On a previous occasion, mention was made of a few of the facts brought forward by Professor Taddei to prove the virtues of the gluten of wheat as an antidote for poisoning with corrosive sublimate [297, 336], so that nothing more need be said on the subject in the present place. As it is difficult to bring the whole of a fluid containing corrosive sublimate into speedy contact with pulverized gluten, which when put into water becomes agglutinated into a mass, the discoverer of this antidote proposes to give it in the form of emulsion with soft soap. This is made by mixing, partly in a mortar and partly with the hand, five or six parts of fresh gluten with fifty parts of a solution of soft soap. And in order to have a store always at hand, this emulsion, after standing and being frequently stirred for twenty-four hours, is to be evaporated to dryness in shallow vessels, and reduced to powder. The powder may be converted into a frothy emulsion in a few minutes.[3] Taddei made use of this powder with complete success in the case of a man who had swallowed seven grains of corrosive sublimate by mistake for calomel. Violent symptoms followed the taking of the poison; but they were immediately assuaged by the administration of the antidote; and the person soon got quite well.[4] It is probable that wheat-flour will prove an effectual antidote by reason of the gluten it contains.

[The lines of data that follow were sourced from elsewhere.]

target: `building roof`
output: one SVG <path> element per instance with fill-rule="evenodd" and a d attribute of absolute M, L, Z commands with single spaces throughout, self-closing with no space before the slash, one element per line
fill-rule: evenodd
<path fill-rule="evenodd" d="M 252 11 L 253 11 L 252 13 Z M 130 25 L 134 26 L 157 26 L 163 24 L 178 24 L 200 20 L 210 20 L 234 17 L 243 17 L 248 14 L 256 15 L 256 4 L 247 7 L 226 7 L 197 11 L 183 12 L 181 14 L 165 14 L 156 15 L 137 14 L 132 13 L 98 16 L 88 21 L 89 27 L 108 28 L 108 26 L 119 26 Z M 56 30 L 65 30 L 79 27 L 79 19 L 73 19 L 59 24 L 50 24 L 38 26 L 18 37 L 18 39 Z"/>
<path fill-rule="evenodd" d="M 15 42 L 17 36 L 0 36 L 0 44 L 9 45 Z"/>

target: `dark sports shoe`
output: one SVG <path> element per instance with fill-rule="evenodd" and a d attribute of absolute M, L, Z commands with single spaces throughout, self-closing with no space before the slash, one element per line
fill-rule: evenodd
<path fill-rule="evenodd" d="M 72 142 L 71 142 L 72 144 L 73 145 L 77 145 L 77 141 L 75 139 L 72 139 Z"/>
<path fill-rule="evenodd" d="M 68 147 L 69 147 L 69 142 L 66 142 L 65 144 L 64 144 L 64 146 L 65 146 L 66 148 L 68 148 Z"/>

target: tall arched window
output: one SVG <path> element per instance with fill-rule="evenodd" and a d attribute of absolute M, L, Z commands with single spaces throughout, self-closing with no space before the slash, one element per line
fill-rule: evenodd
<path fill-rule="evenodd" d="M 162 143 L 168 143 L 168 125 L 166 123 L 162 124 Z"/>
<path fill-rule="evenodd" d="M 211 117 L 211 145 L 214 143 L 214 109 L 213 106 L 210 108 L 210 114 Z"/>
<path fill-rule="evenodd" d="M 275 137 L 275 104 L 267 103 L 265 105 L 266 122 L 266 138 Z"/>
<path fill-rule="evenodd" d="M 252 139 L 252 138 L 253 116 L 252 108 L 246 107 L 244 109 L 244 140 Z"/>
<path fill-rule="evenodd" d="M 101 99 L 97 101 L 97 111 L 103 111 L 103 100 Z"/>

On agitating for a few seconds a solution of twelve grains of corrosive sublimate along with three ounces of a strong emulsion of flour, and immediately filtering,—I find that ammonia and carbonate of potass have little or no effect, that hydriodate of potass occasions a yellow precipitate, and that the acrid, astringent taste of the solution is removed; whence it may be inferred, that the corrosive sublimate is all decomposed, that little mercury remains in solution, and that what does remain is in the form of a chloride of mercury and gluten.

  1. Trans. of Dublin Coll. of Phys. iii. 310.
  2. Journal de Chim. Méd. Mars, 1825.
  3. Recherches sur un Nouvel Antidote, &c. p. 26.
  4. Giornale di Fisica, 1826, vi. 170, and Buchner's Repertorium für die Pharmacie ii. 229.